Category Archives: 2012

What to Expect on the 27th

Dear Investors and Mentors,

Thank you for joining us this Friday, on Day 2 of JFDI.

What will we do that day?

Our goal on Day 2 is to give the startups a taste of Day 100. On Demo Day, the startups will present to over 100 investors, each of whom will be prepared to lead or join a funding round of between $0.5 and $2M.

They will listen critically. So please listen critically.

They will ask hard questions. So please ask hard questions.

But they won’t share what they’re thinking. They’re there to buy, not to teach.

This Friday, we’d like you to teach.

At any time, you have the power to hit the pause button. If a teachable moment arises, you can stop the proceedings and explain what’s on your mind. Explain why you asked a question. Explain what you understood of their pitch. Explain why you think a proposition is investible, or not.

Every other person in the room can hit that button too. Another investor might ask you what you’re thinking. A founder might stop you and ask what answer you’d like to hear. Hugh and Meng might ask you to stand up and deliver your version of the pitch in 60 seconds, so stay on your toes.

Over the course of the JFDI bootcamp, we’ll work with the startups on pitch technique: delivery, content, pacing, demo. You can leave the basics to us.

But on Friday, the startups will have questions only you can answer: What goes through an investor’s mind when she hears a pitch? How does she make a decision? Between January and May, what do they need to change?

Each company will pitch for 10 minutes – exactly as much time as on Demo Day. We’ll have 10 minutes for questions and educational commentary.

We’ll do half a dozen startups in the morning, and another half a dozen in the afternoon.

Lunch from 1pm to 2:30pm. Options include the food court connected to Block 71′s 2nd floor, the hawker centre downstairs, and the restaurants at Fusionopolis, which include a food court on B1. Please come back on time – we will start at 2:30pm. If you want coffee or tea, send an SMS to Nicole or Erin with your order.

When all the teams are done, we’ll invite the investors to sum up what they heard, offer group feedback, and take group questions.

Each startup needs to know its marching orders. Exactly what do they need to do over the next 98 days to become an investible proposition? Don’t pull any punches: if they need to dump their idea and do something else, say so. Now’s the time to pivot.

We’ll ask you to identify one or two startups that you think are particularly promising. JFDI staff will follow up to ask if you want to be part of the mentoring team that we’ll assemble around each startup.

At 5pm the floor is open. If you have a short, canned, 15 minute talk about some aspect of investor decision-making, or how venture financing works, or your personal story, or how startups should focus on customer value – please stand up and give that talk.

At 6pm, the lion arrives and the party begins!

Other things to note:

We won’t ask you to disclose your fund affiliation or discuss your own portfolio. But at the start of proceedings, we will ask you to please introduce yourself by your first name, and say how roughly how many investments you’ve made recently (or over your lifetime) and what dollar amount you prefer. What is your sweet spot? Do you have a sector focus? We want to give the startups an idea of how different investors think about things.

We don’t expect you to find an investible company on Day 2, but if you should happen to find one you love, we’re perfectly happy for our startups to take funding ahead of Demo Day. We’ll coach them on deal terms, cap table, etc.

Participant Prep: Business Cards

All startup founders should have business cards in hand by January 27.
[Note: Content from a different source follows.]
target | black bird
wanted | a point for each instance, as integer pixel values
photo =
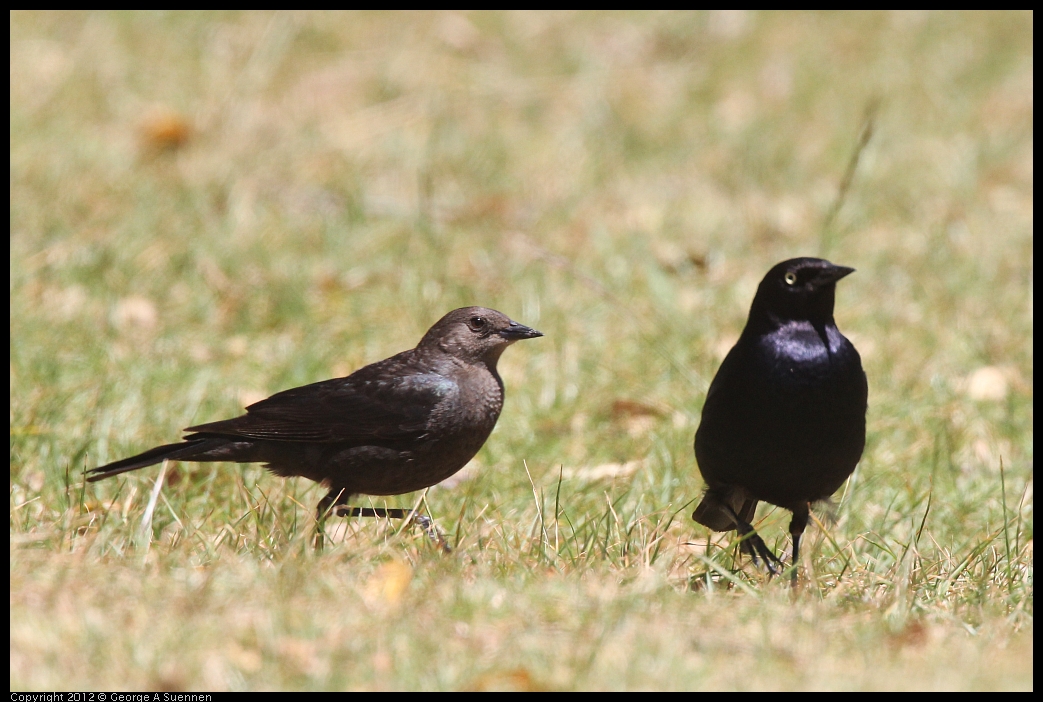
(784, 419)
(396, 426)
If you already have a card with a Singapore number on it, great. You’re done.

If you don’t already have a card, but you do have a Singapore phone number, great. Get your cards printed now. Meng has been happy with ASA Print.

If you don’t have a number – if you’re planning to get a prepaid SIM when you arrive, that’s fine: you can put in the order for cards once you know your number, and you should be able to get cards within a day or two.

Everyone should have cards ready by the 27th at the latest.

It’s your company and your card, so you decide how you want it to look.

We recommend that you put the JFDI frog on the back of the card, at least while the bootcamp is in progress. You’re a member of JFDI’s inaugural class, and that’s something to be proud of!

Artwork for the back of the card is available as a PDF, in two versions – with and without address.

If you don’t have the ability to design your own card, let us know as soon as possible. We can help with a basic design but you should really think about adding a designer to your team – who’s going to do UI/UX for your app?

The Bootcamp Blog Begins

Dear JFDI.2012 Founders,

You must be curious – who are you going to be working with?

People like yourselves.

Geeks, hackers, nerds, autodidacts, polymaths.

The kind of people who can whip up something like Markdress in a morning.

I’m a fan of Markdown, btw. If you don’t already know it, it’s worth picking up.

If you can build Markdress in a morning, you can develop a prototype in a weekend, and you can found a startup in 100 days.